Prevista na Constituição, a regra de ouro proíbe que o
governo faça operações de crédito (empréstimos) para bancar
despesas correntes, como é o caso de custeio da máquina pública.
O descumprimento da regra implica crime de responsabilidade
do presidente da República e pode resultar em um processo de
impeachment, por exemplo.
Rodrigo Maia foi o anfitrião de uma reunião realizada na
residência oficial da Câmara nesta manhã em que se discutiu o
assunto com a presença dos ministros da Fazenda, Henrique
Meirelles, do Planejamento, Dyogo Oliveira, e das Cidades,
Alexandre Baldy.
Segundo Maia, os dados orçamentários mostram "com clareza"
que os recursos de investimentos "caíram muito" e os gastos de
custeio e pessoal "explodiram".
"Por isso a necessidade das reformas", disse o presidente da
Câmara.
Segundo ele, não é possível colocar uma Proposta de Emenda à
Constituição (PEC) que prevê a flexibilização da regra de ouro
na pauta da Câmara logo após a eventual votação da reforma da
Previdência.
Maia disse que a PEC precisa cumprir os prazos regimentais
na Comissão de Constituição e Justiça (CCJ) e no plenário da
Casa. Mas garantiu que, assim que cumprida essa tramitação,
pautará a matéria.
Questionado se a regra tem mesmo de ser mudada, mesmo com a
eventual aprovação da reforma da Previdência, ele disse que sim.
"Não precisa mudar a regra, mas suspender por algum tempo
algumas restrições", afirmou. Ao ser perguntado sobre quais e
por qual período, ele jogou a responsabilidade para o Executivo.
"Está é uma decisão do governo", disse, ao destacar que "os
dados estão claros".

SOLUÇÃO CONJUNTA
Mais cedo, a Reuters informou que o governo trabalha numa
saída legal para flexibilizar a regra no próximo ano, segundo
três fontes com conhecimento do assunto, mas o texto com as
alterações deverá partir da Câmara.
"A Câmara está trabalhando em uma solução feita em conjunto
com (os ministérios da) Fazenda e Planejamento", disse uma fonte
da equipe econômica em condição de anonimato.

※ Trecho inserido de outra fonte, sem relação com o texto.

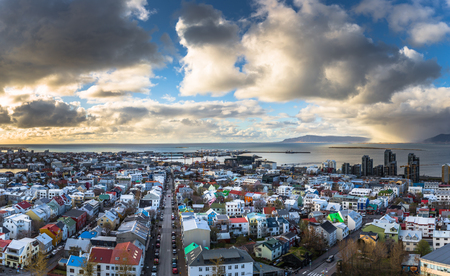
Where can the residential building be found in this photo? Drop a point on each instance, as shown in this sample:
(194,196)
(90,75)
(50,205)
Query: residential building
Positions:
(425,225)
(436,262)
(440,238)
(410,239)
(234,261)
(269,249)
(19,226)
(20,252)
(197,231)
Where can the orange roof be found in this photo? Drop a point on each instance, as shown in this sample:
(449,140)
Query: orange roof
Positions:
(238,220)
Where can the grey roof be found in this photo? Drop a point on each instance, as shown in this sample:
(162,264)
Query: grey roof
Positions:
(230,256)
(440,255)
(327,226)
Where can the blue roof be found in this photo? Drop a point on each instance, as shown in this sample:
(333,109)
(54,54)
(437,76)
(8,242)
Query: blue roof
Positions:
(76,261)
(88,235)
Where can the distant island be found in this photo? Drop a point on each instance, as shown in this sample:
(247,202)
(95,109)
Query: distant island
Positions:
(438,139)
(326,139)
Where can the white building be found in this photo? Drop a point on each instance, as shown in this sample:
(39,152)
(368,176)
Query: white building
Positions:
(360,192)
(234,208)
(19,225)
(233,262)
(440,238)
(410,239)
(425,225)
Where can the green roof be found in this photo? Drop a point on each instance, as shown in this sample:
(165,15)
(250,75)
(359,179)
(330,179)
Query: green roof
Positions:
(190,247)
(335,217)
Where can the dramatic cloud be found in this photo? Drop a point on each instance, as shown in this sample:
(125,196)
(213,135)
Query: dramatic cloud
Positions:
(213,49)
(68,39)
(411,115)
(118,83)
(47,113)
(315,52)
(424,33)
(417,19)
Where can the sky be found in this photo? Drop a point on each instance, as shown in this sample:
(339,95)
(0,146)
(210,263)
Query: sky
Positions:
(137,71)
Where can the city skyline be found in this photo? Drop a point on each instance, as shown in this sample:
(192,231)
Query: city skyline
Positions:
(122,71)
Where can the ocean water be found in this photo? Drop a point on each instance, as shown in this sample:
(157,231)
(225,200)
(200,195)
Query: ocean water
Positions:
(431,156)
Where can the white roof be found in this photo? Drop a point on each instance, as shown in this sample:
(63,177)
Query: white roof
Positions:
(192,224)
(44,238)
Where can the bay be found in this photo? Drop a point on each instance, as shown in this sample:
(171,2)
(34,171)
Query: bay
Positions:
(432,156)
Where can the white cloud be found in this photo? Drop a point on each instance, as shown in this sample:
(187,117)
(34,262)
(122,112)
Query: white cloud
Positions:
(429,33)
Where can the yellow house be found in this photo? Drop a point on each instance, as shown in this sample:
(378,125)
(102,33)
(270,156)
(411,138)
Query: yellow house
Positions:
(53,232)
(369,237)
(110,218)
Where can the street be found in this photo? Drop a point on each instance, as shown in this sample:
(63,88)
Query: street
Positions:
(320,267)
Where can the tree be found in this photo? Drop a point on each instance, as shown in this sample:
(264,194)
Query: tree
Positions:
(213,233)
(423,248)
(89,268)
(259,204)
(38,266)
(74,250)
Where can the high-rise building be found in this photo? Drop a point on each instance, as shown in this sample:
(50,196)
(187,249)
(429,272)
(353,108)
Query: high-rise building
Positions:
(346,169)
(366,166)
(446,173)
(390,163)
(412,170)
(356,170)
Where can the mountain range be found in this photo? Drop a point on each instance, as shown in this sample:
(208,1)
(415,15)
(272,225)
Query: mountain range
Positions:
(438,139)
(326,139)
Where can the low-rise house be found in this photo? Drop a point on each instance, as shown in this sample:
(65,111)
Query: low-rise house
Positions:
(234,261)
(80,217)
(196,231)
(45,243)
(425,225)
(76,265)
(82,246)
(436,262)
(53,231)
(19,225)
(125,256)
(369,237)
(410,239)
(327,230)
(70,224)
(270,249)
(3,246)
(440,238)
(21,252)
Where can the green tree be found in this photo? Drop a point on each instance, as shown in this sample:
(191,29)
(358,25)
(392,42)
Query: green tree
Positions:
(423,248)
(38,266)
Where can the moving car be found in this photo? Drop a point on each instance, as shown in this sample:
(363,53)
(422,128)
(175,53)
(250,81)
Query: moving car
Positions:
(330,259)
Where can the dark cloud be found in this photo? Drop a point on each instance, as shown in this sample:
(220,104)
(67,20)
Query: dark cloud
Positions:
(47,113)
(205,25)
(4,117)
(63,39)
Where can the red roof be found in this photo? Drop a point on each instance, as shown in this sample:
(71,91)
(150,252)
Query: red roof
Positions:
(268,210)
(238,220)
(52,228)
(126,253)
(24,205)
(101,255)
(4,244)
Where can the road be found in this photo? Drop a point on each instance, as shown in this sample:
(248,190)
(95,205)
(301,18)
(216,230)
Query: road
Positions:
(320,266)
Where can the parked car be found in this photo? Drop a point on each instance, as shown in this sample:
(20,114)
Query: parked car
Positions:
(330,259)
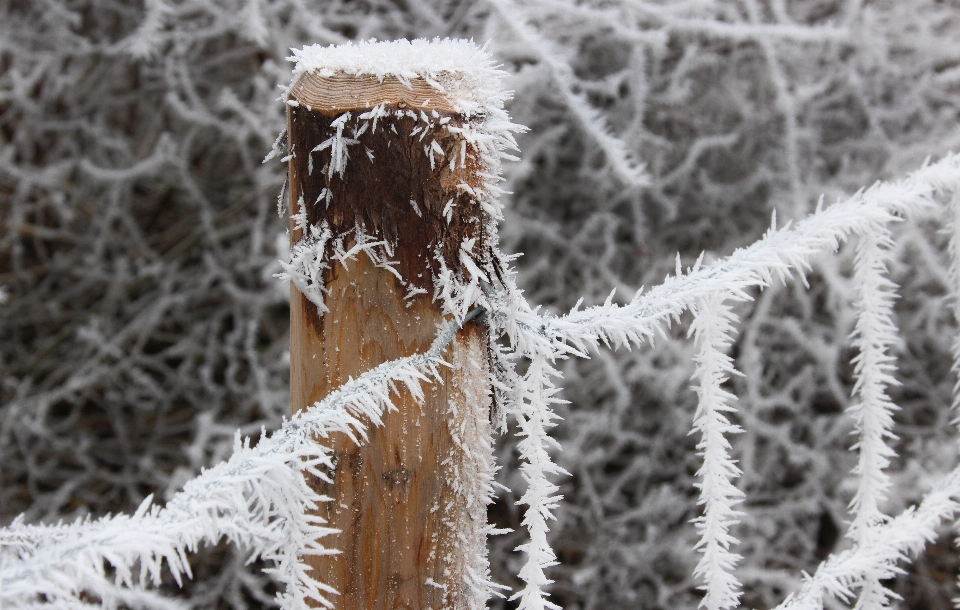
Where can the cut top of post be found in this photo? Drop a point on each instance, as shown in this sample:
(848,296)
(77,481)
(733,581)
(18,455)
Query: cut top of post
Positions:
(451,76)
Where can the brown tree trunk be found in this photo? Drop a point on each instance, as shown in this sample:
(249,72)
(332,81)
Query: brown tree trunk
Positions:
(409,502)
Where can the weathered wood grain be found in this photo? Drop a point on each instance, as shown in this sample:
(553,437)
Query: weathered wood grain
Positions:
(405,514)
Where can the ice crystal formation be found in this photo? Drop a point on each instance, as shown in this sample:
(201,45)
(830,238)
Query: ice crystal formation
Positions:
(143,328)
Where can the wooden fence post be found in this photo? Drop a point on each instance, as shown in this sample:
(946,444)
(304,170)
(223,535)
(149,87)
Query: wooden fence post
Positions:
(384,160)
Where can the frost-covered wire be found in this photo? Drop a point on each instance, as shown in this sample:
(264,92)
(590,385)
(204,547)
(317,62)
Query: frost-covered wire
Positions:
(258,500)
(712,328)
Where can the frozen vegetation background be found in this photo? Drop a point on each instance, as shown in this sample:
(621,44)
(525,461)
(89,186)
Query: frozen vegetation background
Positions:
(138,238)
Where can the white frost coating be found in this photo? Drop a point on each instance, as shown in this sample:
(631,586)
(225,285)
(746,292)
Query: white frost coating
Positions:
(471,478)
(258,499)
(713,328)
(462,73)
(467,77)
(307,262)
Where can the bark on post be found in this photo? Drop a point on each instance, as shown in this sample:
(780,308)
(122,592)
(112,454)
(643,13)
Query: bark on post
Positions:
(410,502)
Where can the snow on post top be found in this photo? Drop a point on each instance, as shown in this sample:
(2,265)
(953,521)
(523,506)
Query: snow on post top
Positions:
(448,75)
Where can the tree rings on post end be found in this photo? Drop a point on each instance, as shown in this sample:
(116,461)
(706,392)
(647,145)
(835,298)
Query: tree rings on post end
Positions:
(333,95)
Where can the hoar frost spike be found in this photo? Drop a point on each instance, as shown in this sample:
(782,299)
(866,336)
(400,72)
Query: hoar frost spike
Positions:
(391,248)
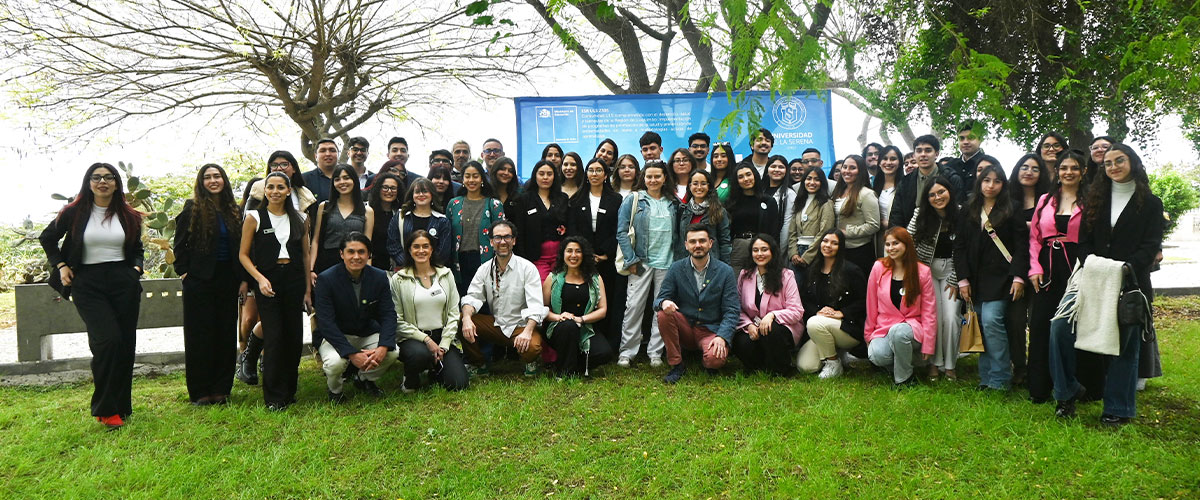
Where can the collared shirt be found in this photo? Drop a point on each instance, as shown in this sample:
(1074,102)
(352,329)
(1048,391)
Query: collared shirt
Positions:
(515,297)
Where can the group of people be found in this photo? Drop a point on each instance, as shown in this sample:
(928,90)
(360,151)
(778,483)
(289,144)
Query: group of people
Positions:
(778,261)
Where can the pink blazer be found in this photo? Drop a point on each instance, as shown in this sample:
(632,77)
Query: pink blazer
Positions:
(1043,227)
(882,314)
(786,303)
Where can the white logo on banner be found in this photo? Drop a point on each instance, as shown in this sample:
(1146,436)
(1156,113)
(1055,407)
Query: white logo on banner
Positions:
(789,113)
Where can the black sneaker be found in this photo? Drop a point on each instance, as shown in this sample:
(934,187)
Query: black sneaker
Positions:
(1066,409)
(675,374)
(337,397)
(245,373)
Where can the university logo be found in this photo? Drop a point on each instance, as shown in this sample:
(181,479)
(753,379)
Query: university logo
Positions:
(789,113)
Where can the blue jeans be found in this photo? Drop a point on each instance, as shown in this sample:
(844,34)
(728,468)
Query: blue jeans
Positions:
(1120,381)
(995,366)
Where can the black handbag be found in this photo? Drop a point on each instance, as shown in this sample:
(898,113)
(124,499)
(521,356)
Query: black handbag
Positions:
(1133,306)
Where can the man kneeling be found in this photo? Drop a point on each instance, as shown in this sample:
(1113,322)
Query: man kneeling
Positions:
(357,319)
(697,305)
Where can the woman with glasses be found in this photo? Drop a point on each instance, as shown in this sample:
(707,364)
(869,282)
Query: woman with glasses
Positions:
(1122,221)
(702,208)
(417,214)
(384,199)
(427,315)
(721,158)
(472,215)
(593,217)
(858,211)
(207,241)
(99,261)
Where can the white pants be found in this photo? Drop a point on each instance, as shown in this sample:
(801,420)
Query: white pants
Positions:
(825,338)
(334,365)
(640,288)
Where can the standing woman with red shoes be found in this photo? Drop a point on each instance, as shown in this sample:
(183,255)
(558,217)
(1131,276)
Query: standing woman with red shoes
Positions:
(207,241)
(100,261)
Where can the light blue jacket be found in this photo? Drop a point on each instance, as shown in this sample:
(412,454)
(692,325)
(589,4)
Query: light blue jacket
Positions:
(635,252)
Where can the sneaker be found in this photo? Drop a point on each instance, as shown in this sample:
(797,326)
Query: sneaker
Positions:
(831,369)
(675,374)
(245,373)
(1114,421)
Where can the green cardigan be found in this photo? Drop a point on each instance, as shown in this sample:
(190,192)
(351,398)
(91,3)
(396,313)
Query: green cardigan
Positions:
(556,306)
(403,289)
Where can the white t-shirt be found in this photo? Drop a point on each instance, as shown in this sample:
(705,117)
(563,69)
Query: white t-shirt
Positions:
(282,228)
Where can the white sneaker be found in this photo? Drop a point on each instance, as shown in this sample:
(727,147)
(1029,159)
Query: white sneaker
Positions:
(831,369)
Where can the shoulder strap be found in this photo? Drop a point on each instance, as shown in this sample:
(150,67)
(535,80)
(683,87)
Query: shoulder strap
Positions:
(995,238)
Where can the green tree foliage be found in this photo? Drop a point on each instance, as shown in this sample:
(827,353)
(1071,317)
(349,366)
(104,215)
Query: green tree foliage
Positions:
(1179,192)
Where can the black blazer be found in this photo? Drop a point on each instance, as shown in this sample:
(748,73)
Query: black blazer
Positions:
(203,264)
(1135,239)
(978,260)
(579,221)
(340,314)
(71,251)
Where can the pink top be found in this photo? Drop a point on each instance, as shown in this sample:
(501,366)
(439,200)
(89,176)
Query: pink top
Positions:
(1043,227)
(882,314)
(786,303)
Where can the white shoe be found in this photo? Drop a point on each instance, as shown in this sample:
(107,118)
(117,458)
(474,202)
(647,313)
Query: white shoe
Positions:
(831,369)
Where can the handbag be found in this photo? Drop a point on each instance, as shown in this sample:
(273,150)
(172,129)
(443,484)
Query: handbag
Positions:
(1133,306)
(619,257)
(971,338)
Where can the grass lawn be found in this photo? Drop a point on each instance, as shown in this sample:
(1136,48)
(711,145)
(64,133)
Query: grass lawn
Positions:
(621,435)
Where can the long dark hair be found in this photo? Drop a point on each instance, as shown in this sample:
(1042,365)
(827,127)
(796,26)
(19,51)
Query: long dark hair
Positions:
(376,199)
(511,188)
(355,192)
(408,248)
(838,283)
(130,218)
(207,206)
(297,179)
(881,178)
(929,223)
(587,265)
(851,192)
(773,279)
(1099,193)
(1043,186)
(1003,206)
(715,212)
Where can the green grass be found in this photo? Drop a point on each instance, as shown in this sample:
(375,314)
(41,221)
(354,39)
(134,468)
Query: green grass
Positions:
(622,435)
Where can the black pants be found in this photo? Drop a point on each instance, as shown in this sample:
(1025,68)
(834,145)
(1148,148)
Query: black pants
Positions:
(772,351)
(108,297)
(210,332)
(418,359)
(616,288)
(282,318)
(565,341)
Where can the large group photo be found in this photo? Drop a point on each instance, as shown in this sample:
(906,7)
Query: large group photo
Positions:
(720,287)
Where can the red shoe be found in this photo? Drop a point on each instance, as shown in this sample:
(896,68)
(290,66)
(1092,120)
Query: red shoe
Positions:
(113,422)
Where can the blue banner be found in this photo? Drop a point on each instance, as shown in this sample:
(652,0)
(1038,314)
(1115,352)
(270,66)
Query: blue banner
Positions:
(798,121)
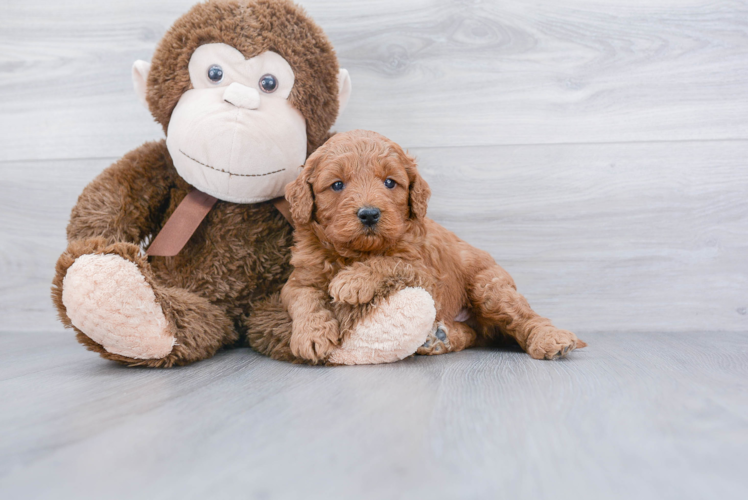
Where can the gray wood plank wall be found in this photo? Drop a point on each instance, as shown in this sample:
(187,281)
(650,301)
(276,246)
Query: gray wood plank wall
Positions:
(596,148)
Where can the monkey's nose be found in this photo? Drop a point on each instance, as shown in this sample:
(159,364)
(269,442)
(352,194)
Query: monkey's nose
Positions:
(242,96)
(369,216)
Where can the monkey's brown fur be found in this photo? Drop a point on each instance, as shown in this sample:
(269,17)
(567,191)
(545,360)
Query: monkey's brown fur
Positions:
(240,253)
(340,262)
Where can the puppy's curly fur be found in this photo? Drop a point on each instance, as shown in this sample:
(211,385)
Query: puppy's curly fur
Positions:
(343,266)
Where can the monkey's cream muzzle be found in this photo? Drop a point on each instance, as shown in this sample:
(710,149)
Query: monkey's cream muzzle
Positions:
(232,139)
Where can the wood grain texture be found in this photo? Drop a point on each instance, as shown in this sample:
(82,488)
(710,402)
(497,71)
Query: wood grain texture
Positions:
(425,72)
(632,416)
(613,237)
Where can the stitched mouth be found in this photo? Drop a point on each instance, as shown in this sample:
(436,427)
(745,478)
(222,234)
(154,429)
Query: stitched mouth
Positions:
(230,173)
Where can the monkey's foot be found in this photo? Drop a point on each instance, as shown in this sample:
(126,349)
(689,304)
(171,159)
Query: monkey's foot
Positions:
(109,300)
(552,343)
(391,332)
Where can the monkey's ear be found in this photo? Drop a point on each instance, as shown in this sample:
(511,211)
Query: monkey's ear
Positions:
(344,90)
(418,191)
(300,196)
(140,71)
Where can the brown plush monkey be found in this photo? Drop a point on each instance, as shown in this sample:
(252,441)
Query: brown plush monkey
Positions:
(245,90)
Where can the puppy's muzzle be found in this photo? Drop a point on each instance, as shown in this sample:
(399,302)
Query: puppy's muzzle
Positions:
(369,216)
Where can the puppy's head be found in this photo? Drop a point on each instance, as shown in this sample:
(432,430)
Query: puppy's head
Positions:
(361,191)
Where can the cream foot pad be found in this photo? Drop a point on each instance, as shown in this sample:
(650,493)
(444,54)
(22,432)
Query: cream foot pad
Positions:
(395,330)
(108,299)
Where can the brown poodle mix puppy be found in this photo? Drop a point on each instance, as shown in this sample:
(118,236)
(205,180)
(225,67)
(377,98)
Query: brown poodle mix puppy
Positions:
(362,233)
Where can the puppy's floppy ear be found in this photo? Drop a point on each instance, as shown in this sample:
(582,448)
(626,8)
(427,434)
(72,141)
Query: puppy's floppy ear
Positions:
(418,190)
(300,195)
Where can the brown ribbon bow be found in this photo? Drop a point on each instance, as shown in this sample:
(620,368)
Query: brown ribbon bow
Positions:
(187,218)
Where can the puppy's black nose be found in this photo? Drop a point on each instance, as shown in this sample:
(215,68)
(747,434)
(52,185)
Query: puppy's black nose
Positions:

A ideia é que a aplicação da regra seja afrouxada "desde que
alguns princípios sejam observados e algumas regras seguidas",
acrescentou a fonte. Segundo duas fontes, o deputado Pedro Paulo
(MDB-RJ) irá estruturar uma PEC sobre o tema. A Reuters não
conseguiu contato com o parlamentar.
O próprio governo calcula que não conseguirá economizar para
pagar os juros da dívida pública até 2020, somando sete anos
consecutivos no vermelho. Para 2019, prevê rombo primário de 139
bilhões de reais para o governo central (governo federal, Banco
Central e INSS), seguido de outro de 65 bilhões de reais no ano
seguinte.
Para conseguir cumprir a regra de ouro neste ano, cuja meta
é de déficit primário de 159 bilhões de reais, o governo conta
com a devolução de mais 130 bilhões de reais do Banco Nacional
de Desenvolvimento Econômico e Social (BNDES) ao Tesouro
Nacional.
Integrantes do BNDES, contudo, vêm apontando dificuldades
para uma operação desta magnitude por temor de que ela
comprometa a capacidade do banco de realizar empréstimos e
incentivar a economia.
Em 2017, o BNDES antecipou o pagamento de 50 bilhões de
reais ao Tesouro. Em 2016, foram outros 100 bilhões de reais.